One fair-quality study examined a staged approach whereby the screening test was considered positive only if both the CDQ and FEV1/FEV6 tests were positive. Sensitivity and specificity were 72 and 97 percent, respectively, in the entire population and similar in a subset of smokers only.
Evidence of screening harms from diagnostic accuracy studies was limited; only false positives and false negatives associated with screening were reported, and few studies reported data for the calculation of number of missed cases.

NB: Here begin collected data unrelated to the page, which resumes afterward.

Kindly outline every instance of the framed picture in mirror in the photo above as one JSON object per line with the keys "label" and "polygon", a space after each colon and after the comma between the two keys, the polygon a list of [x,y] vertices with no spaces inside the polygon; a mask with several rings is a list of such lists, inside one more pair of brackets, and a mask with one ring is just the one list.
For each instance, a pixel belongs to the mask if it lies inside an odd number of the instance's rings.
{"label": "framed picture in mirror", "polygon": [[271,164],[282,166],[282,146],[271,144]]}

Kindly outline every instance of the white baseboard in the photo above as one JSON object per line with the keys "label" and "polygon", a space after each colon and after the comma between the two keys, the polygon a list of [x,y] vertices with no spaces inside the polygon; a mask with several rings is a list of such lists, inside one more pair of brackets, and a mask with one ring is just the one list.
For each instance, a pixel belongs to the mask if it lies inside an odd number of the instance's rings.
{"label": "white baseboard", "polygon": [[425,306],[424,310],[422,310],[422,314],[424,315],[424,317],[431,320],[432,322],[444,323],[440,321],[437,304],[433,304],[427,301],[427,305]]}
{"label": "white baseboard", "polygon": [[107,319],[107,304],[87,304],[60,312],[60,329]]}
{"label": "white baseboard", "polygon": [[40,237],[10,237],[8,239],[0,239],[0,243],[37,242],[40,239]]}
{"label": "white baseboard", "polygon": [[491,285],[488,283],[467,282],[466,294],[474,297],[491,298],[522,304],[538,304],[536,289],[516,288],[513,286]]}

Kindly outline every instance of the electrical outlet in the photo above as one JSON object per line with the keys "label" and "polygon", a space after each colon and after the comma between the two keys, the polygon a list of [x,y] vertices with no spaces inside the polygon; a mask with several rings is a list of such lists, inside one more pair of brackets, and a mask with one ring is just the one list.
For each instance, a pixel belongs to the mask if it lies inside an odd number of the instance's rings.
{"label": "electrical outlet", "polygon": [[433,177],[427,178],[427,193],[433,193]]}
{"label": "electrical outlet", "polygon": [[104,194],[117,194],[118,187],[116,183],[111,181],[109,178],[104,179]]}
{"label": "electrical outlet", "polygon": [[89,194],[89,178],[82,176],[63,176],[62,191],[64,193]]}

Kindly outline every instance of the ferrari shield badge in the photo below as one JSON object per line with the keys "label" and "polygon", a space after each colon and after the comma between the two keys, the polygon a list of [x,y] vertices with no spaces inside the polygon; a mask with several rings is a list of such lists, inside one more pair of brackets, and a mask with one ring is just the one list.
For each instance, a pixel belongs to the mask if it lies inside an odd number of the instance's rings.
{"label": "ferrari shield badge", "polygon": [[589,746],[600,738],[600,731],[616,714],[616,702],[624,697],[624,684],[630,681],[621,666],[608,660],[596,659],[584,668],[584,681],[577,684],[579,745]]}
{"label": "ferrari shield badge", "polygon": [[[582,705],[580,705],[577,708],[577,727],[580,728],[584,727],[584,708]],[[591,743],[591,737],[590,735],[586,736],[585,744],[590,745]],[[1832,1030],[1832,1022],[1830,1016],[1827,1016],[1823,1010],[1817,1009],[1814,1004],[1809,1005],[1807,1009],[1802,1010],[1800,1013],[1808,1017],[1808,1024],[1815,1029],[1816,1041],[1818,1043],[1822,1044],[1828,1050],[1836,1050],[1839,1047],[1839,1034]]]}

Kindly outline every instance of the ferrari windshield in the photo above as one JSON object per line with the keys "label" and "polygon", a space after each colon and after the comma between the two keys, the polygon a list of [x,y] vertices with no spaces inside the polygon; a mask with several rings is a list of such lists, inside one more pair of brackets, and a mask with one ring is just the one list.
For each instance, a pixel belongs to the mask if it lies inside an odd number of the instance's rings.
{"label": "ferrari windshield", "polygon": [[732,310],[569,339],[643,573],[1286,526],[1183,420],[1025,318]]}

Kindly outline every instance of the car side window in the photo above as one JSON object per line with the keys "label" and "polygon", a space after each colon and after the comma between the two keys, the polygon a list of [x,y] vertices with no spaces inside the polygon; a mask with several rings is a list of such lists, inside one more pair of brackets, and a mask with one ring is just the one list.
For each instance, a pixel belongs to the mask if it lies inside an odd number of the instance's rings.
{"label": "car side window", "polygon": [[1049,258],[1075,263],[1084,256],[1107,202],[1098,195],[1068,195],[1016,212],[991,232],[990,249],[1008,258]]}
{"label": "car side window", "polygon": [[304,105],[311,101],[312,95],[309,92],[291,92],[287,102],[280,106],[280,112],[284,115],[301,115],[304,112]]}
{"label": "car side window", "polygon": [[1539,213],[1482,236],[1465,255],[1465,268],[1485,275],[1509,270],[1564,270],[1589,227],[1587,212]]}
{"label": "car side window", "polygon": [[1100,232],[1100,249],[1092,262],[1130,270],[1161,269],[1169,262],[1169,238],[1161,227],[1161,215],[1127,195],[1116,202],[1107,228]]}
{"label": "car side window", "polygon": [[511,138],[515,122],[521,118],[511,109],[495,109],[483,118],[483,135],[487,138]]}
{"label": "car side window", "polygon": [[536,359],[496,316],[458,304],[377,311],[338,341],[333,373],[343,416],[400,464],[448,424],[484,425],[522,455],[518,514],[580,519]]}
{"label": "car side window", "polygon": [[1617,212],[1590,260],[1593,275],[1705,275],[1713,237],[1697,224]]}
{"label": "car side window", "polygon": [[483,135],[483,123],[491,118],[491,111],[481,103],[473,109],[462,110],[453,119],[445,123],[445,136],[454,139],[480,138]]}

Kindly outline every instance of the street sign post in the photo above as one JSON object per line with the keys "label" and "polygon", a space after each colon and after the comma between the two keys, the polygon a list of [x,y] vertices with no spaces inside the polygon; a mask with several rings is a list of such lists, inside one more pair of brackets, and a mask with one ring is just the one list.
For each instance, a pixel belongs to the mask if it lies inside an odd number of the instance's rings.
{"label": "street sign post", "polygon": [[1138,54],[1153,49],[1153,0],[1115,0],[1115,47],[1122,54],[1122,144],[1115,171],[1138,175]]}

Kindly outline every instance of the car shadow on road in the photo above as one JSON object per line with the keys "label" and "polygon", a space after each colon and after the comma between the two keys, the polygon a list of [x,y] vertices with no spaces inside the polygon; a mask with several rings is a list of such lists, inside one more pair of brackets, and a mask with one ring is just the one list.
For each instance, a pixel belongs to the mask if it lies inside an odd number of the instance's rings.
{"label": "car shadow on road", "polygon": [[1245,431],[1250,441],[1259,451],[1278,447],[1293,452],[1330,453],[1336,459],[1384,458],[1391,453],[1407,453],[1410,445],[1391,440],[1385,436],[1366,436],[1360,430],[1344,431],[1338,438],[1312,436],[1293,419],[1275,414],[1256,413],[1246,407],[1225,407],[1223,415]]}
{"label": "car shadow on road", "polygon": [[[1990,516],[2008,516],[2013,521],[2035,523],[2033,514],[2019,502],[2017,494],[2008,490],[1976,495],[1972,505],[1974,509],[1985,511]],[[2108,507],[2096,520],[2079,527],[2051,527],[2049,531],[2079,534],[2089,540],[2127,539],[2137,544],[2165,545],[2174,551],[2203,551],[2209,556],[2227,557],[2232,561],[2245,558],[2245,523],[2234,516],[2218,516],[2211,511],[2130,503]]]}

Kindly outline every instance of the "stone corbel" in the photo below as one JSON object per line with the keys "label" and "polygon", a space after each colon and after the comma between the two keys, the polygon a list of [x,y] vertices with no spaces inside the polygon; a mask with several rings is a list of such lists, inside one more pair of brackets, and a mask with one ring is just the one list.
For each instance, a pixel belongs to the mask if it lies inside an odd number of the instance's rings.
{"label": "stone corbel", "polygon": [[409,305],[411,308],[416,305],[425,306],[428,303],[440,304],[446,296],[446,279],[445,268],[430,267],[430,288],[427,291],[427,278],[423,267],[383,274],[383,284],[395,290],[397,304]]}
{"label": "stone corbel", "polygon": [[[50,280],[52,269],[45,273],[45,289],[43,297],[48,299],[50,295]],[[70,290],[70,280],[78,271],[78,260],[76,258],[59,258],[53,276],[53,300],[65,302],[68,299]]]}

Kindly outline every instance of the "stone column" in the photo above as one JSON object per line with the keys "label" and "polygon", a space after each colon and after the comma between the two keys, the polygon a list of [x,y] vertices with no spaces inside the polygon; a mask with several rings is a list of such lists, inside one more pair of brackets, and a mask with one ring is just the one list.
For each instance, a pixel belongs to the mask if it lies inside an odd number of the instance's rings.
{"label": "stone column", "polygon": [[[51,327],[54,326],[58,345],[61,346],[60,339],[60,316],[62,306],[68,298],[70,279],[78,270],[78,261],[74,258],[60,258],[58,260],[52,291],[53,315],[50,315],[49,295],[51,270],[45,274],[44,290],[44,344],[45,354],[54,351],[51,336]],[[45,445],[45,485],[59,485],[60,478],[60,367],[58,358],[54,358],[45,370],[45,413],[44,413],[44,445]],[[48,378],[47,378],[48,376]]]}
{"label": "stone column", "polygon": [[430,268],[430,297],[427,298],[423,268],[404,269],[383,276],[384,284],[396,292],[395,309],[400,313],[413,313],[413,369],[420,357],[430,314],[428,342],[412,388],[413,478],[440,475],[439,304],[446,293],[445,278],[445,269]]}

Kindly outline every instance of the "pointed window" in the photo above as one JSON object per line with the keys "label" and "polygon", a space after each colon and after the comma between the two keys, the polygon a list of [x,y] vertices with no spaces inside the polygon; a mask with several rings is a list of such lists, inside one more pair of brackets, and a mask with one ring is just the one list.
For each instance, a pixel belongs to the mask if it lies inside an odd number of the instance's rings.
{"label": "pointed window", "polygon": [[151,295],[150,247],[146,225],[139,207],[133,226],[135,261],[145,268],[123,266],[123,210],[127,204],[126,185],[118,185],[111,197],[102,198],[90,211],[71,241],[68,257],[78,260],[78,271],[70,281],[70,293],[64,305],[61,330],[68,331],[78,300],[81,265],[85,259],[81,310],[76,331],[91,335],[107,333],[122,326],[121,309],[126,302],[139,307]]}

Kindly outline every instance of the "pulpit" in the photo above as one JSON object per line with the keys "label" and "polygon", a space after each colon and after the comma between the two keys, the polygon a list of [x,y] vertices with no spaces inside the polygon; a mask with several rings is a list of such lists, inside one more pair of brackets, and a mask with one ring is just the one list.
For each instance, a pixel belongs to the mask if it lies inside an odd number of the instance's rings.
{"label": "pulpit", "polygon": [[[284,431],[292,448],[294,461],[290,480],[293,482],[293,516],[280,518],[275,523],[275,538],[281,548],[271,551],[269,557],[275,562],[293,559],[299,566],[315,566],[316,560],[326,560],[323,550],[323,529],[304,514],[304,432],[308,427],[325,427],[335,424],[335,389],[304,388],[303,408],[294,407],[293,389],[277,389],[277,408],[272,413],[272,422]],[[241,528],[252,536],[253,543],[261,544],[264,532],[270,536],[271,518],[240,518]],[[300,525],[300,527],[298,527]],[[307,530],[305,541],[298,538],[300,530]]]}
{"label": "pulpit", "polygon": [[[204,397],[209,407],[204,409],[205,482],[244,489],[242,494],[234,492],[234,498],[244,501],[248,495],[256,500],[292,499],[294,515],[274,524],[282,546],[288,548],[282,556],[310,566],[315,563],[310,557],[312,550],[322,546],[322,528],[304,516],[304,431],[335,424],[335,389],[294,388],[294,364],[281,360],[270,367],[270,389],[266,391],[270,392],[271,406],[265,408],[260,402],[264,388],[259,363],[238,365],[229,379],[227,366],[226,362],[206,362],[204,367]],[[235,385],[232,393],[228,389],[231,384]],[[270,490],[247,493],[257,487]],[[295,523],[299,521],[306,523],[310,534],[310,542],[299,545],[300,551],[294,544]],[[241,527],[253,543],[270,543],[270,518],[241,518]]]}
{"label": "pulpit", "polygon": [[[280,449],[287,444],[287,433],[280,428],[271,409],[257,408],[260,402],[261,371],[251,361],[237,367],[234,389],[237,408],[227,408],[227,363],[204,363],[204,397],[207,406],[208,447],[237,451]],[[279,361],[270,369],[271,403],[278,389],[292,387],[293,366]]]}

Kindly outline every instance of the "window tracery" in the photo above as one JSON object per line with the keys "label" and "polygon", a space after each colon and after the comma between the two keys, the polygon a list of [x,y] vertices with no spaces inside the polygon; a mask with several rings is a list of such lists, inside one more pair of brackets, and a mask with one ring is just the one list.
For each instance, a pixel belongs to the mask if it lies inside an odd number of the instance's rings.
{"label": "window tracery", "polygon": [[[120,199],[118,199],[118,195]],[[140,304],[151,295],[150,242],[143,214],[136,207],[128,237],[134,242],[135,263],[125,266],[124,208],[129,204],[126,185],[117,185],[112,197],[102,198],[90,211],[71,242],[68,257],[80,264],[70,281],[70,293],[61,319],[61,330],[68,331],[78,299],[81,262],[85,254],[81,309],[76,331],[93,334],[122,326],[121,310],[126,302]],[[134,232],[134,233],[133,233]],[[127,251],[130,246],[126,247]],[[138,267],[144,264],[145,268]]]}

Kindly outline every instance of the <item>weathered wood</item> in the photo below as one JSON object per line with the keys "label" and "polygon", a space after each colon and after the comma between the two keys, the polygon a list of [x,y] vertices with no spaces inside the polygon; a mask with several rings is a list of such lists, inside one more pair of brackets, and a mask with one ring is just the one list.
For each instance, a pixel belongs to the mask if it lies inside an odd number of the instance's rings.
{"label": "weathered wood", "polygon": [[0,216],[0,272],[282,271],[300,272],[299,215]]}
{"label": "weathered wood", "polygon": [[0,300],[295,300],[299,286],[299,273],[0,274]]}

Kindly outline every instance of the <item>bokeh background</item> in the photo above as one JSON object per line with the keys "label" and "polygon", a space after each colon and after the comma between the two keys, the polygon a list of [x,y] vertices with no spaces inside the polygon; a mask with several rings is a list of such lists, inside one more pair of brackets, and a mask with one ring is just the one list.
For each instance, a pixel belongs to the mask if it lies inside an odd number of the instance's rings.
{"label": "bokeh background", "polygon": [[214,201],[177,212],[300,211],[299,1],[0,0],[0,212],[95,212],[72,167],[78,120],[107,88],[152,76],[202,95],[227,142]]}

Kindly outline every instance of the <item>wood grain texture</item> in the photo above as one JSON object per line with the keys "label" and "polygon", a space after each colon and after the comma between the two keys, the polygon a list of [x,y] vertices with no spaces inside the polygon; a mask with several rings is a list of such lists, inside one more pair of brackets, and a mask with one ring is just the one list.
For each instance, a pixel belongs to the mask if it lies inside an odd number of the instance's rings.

We identified five randomized, controlled trials (RCTs) (n=1,620) addressing the effectiveness of COPD screening in influencing smoking cessation rates. Of the three RCTs reporting biochemically confirmed abstinence, only one fair-quality U.K. primary care–based RCT (n=561) reported a statistically significant difference in smoking cessation at 1 year, with a number needed to treat of 14; this trial measured the incremental value of adding “lung age” to standardized counseling. The other two underpowered RCTs of biochemically validated abstinence reported no difference or a nonstatistically significant trend favoring reduction in the spirometry group. No studies examined the effectiveness of screening to increase vaccination rates.
There were no treatment trials identified in screen-detected patients; thus, we included trials with either subanalyses of participants with mild to moderate COPD or trials in which the mean FEV1 percent predicted was 60 percent or greater. We identified a total of one good- and 13 fair-quality RCTs meeting these criteria providing analysis of mild to moderate COPD patients; two long-acting β-agonist (LABA) studies (n=3,174), one inhaled corticosteroid (ICS)-LABA combination study (n=1,097), five tiotropium studies (n=4,592), and six ICS studies (n=3,983). Overall, subanalyses were limited due to post hoc timing, underpowering for subgroups, lack of data to confirm baseline comparability for the subgroup, lack of interaction testing, and lack of control for confounders. However, available subanalyses suggest no benefit in all-cause mortality but a decrease in annual rate of exacerbations with LABAs, LABA-ICS, tiotropium, and ICS. Because absolute rates of exacerbations were less than 1 in patients with mild to moderate COPD, the clinical magnitude of this benefit is uncertain. Data were too limited to make conclusions regarding other patient-focused outcomes (e.g., exercise capacity, dyspnea, and quality of life).
We identified eight effectiveness RCTs reporting harms data, but few trials reported harms for any individual drug class, making conclusions about treatment-related adverse events challenging. Concerns about pneumonia and bone demineralization with ICS medications could not be confirmed because few trials reported these outcomes. U.S. Food and Drug Administration drug labels for the considered drug classes report side effects as generally mild, ranging from dry mouth and coughing to vomiting and pneumonia.
Conclusions: There is no direct evidence to quantify the benefits and harms of COPD screening with questionnaires or handheld spirometry, nor is there evidence to estimate the treatment benefits in screen-detected populations. The evidence gaps identified in this systematic review suggest that there is a need for future research examining the treatment benefit in asymptomatic screen-detected populations or populations with mild disease.